Les meurtres de Renee Good et d’Alex Pretti semblent avoir fait sortir au moins certains dirigeants technologiques de cette attitude de déférence. Yann LeCun, ancien scientifique en chef de l'IA de Meta, a republié la vidéo du meurtre d'Alex Pretti avec une seule légende furieuse : « MURDERER S ». Hemant Taneja, PDG de General Catalyst, a averti que « ce que nous voyons au Minnesota est une menace pour ces principes fondamentaux et pour la promesse de l’Amérique ». Le capital-risqueur Vinod Khosla a condamné les agents fédéraux comme des « justiciers machistes de l'ICE déchaînés », tandis que Jeff Dean de Google DeepMind a appelé « chaque personne, quelle que soit son affiliation politique », à dénoncer l'escalade de la violence. James Dyett, un cadre supérieur d'OpenAI, a noté qu'« il y a bien plus d'indignation de la part des dirigeants technologiques à propos d'un impôt sur la fortune que d'agents masqués de l'ICE terrorisant les communautés ».

Sam Altman et le PDG d'Apple, Tim Cook, qui avaient tous deux généreusement félicité Trump lors du dîner des titans de la technologie, ont également déclaré qu'ICE était allé trop loin.

Cela doit être dit à propos du Corporate America : ses dirigeants, contrairement aux industriels de l’Allemagne nazie, n’ont été activement complices d’aucune tentative visant à renverser la démocratie. Dans le système américain, cela équivaudrait à un suicide d’entreprise. Mais ils ont affaibli la culture démocratique de manière plus discrète, par exemple en traitant la liberté d’expression comme étant superflue si elle menace les profits. Vous pouvez le constater dans les accords conclus sur les grands réseaux qui ont refroidi le journalisme politique sur ABC et CBS, et dans les efforts visant à mettre à l’écart les animateurs de fin de soirée comme Jimmy Kimmel et Stephen Colbert.

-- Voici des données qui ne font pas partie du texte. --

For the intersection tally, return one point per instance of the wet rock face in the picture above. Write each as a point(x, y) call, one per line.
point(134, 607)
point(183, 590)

L’une des menaces les plus graves qui pèsent aujourd’hui sur la démocratie américaine est la fusion de l’autorité de l’État avec les empires privés de magnats de la technologie comme Elon Musk et Peter Thiel, dont le contrôle des infrastructures critiques de communication et d’analyse de données donne aux capitalistes politiquement alignés la capacité d’aider une administration désireuse d’étendre le pouvoir exécutif.

Les militants des libertés civiles et plusieurs membres du Congrès ont averti que la concentration des systèmes de données fédéraux – en particulier lorsqu’ils sont complétés par une IA avancée – crée une vulnérabilité structurelle pour la démocratie. Une telle architecture, affirment-ils, pourrait être orientée vers des objectifs politiques : surveiller les critiques, dissuader la dissidence ou permettre des formes de surveillance qui deviennent beaucoup plus difficiles à détecter ou à contester une fois qu’elles sont intégrées à l’appareil gouvernemental.

Les industriels allemands qui ont aidé Hitler à consolider son pouvoir ont en grande partie échappé à toute responsabilité, leur complicité étant passée sous silence alors que le communisme soviétique remplaçait le fascisme comme la plus grande menace perçue pour l’Occident. Notre propre époque sera-t-elle confrontée à un bilan ? Lorsque les générations futures regarderont en arrière, elles pourraient bien se demander ce qu’ont fait les chefs d’entreprise les plus puissants d’Amérique lorsque la démocratie vacillait – et si leur silence a contribué à stabiliser la république ou à accélérer son déclin.